Researchers at MIT's Improbable AI Lab have published a paper introducing SEAL (Self-Adapting Language Models), a framework that lets language models generate their own training data and then fine-tune themselves on it. The paper first dropped in June 2025, got an update in September, and the code is now public under MIT license.
Here's the part that caught my attention: one of the authors, Ekin Akyürek, is now at OpenAI. He finished his MIT PhD in April 2025 and joined their research team. The other authors are still at MIT. Make of that what you will.
The student analogy they keep using
The core intuition behind SEAL is this: humans don't memorize textbooks verbatim. We take notes. We rephrase things. We make flashcards. Models, apparently, should do the same.
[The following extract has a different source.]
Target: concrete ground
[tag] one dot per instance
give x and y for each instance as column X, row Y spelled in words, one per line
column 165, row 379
So instead of fine-tuning a model directly on raw text (which barely helps, as it turns out), SEAL trains the model to generate "self-edits": reformulated versions of the information that are supposedly easier to learn from. The model then fine-tunes itself on these self-edits using LoRA. An outer reinforcement learning loop rewards self-edits that actually improve downstream performance.
The nested structure is a bit much to follow at first. There's an inner loop (generate self-edit, apply fine-tuning) and an outer loop (evaluate, reward good self-edits, update the policy). They use ReST-EM from DeepMind for the outer optimization because PPO and GRPO were "unstable." I'll spare you the details.
The numbers
They tested this on two tasks. The first: teaching a Qwen2.5-7B model to answer questions about SQuAD passages without having the passage in context. Just memorize the facts, basically.
Base model, no adaptation: 32.7% accuracy. Fine-tuning on the raw passage: 33.5%. So direct fine-tuning does almost nothing. Interesting.
Adding synthetic "implications" generated by the base model bumps it to 39.7%. Using GPT-4.1 to generate those implications gets you 46.3%. But SEAL, after two rounds of RL, hits 47.0%. A 7B model beats synthetic data from GPT-4.1. That's the headline number they're pushing, and it's legitimately surprising.
The second test was on a simplified subset of ARC-AGI, the abstract reasoning benchmark. Here SEAL achieved 72.5% success, compared to 20% for test-time training without the RL loop, and literally 0% for plain in-context learning. The "Oracle" baseline with perfectly tuned settings hit 100%, so there's room to grow.
What they're not saying
The paper is honest about computational cost but buries it a bit. Each self-edit evaluation takes 30-45 seconds. They ran 750 iterations across two rounds. That's roughly 6 hours on two H100s just for the RL training. Per task. The actual fine-tuning is fast because they use LoRA, but the outer loop is brutal.
And there's catastrophic forgetting. They admit this openly: as you apply more self-edits, performance on earlier tasks degrades. They tried reward shaping to mitigate it. Didn't fully work. The paper's future work section waves toward "replay, constrained updates, or representational superposition" as potential fixes.
The real question
Whether this is practically useful remains unclear. The scenario they're testing, memorizing facts from passages without retrieval, isn't how most production systems work. You'd just use RAG. But as a research direction toward models that can actually learn post-deployment, the results are suggestive.
The vision they sketch at the end is ambitious: models that decide mid-inference whether they need a self-edit, models that distill their chain-of-thought into permanent weights. We're not there. But a 7B model outperforming GPT-4.1 synthetic data on its home turf is the kind of result that gets people's attention.
Updated code dropped in October. Expect more papers building on this by spring.